Remediation and patched versions
Upgrade to a fixed release: Confluence 7.4.17, 7.13.7, 7.14.3, 7.15.2, 7.16.4, 7.17.4, or 7.18.1 (or any later release on a supported branch). Given that exploitation was already underway at disclosure, treat any internet-facing instance that was unpatched during that window as potentially compromised: patch, then investigate for web shells and persistence, rotate credentials and tokens that the Confluence server had access to, and review connected integrations. Where an immediate upgrade was impossible, the interim guidance was to restrict network access to the instance or take it offline, patching remained the only durable fix. Atlassian Cloud instances were not affected in the same way as self-managed Server and Data Center deployments.
How Safeguard helps
CVE-2022-26134 shows why your inventory has to include the platforms and services you run, not just the libraries you compile in.
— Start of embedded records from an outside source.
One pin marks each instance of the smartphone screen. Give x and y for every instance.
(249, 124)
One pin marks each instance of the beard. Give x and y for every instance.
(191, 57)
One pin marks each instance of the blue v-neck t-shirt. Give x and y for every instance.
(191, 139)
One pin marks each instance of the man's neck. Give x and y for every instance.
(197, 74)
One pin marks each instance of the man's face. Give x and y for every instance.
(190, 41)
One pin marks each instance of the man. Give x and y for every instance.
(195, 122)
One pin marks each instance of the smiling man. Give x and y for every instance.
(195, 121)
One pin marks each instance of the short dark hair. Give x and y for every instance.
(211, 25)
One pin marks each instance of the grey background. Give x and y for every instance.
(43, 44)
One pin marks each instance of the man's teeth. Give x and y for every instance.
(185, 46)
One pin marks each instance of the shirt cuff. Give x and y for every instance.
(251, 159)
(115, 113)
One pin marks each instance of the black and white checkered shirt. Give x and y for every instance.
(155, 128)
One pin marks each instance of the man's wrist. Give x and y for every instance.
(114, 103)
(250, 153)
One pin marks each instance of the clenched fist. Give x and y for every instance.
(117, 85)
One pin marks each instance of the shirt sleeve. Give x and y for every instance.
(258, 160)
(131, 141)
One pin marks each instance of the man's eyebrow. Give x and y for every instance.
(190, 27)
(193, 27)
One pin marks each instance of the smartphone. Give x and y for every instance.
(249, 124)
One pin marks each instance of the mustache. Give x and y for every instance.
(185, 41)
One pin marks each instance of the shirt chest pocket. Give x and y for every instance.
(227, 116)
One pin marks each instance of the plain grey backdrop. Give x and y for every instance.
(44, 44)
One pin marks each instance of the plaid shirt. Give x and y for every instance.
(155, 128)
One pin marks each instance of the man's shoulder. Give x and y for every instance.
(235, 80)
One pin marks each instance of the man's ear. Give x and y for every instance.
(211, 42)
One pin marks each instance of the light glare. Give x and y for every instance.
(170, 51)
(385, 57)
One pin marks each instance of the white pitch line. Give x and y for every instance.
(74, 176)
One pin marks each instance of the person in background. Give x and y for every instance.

Safeguard tracks components like Confluence inside your software and asset inventories and correlates every one against the CISA KEV catalog and live exploit intelligence, so the moment an actively exploited, patch-available advisory lands you can see exactly which deployments are affected and prioritize them above the noise. For teams that run Confluence or similar Java applications as containers, Safeguard's container scanning flags images pinned below a fixed version, and software composition analysis applies the same KEV-aware ranking to the Java and other dependencies your own applications bundle. Policy gates can block a deployment that ships a known-exploited component version. If you are evaluating platforms, the comparison overview covers how prioritization and coverage differ.
Zero-day exploitation moves in hours, your visibility has to move faster. Get started free or read the documentation.
Frequently Asked Questions
What is OGNL injection?
OGNL (Object-Graph Navigation Language) is an expression language embedded in some Java web frameworks to evaluate dynamic expressions at runtime. OGNL injection happens when attacker-controlled input is passed into the OGNL evaluator without sanitization. Because OGNL expressions can reach Java runtime objects and methods, an injected expression can execute arbitrary commands on the server, which is exactly what CVE-2022-26134 allowed in Confluence.
Which Confluence versions fix CVE-2022-26134?
Upgrade to Confluence 7.4.17, 7.13.7, 7.14.3, 7.15.2, 7.16.4, 7.17.4, or 7.18.1, or any later release on a supported branch. These versions stop unauthenticated user input in the request path from reaching the OGNL evaluation engine. Because all supported Server and Data Center versions were vulnerable, staying current on a branch was not sufficient until one of these patched builds was applied.
Was CVE-2022-26134 a zero-day?
Yes. It was discovered by Volexity while investigating an active compromise, meaning attackers were exploiting it before a patch existed. Atlassian's June 2, 2022 advisory initially listed no fixed version, and public proof-of-concept exploits followed within about a day, driving immediate mass exploitation. That is why any internet-facing instance unpatched during the window should be treated as potentially compromised.
Were Atlassian Cloud Confluence instances affected?
The critical exposure was in self-managed Confluence Server and Data Center deployments, which customers run and patch themselves. Atlassian Cloud instances were not affected in the same way. If you run Confluence on your own infrastructure, you are responsible for applying the fixed version and for investigating any instance that was reachable and unpatched during the active-exploitation window.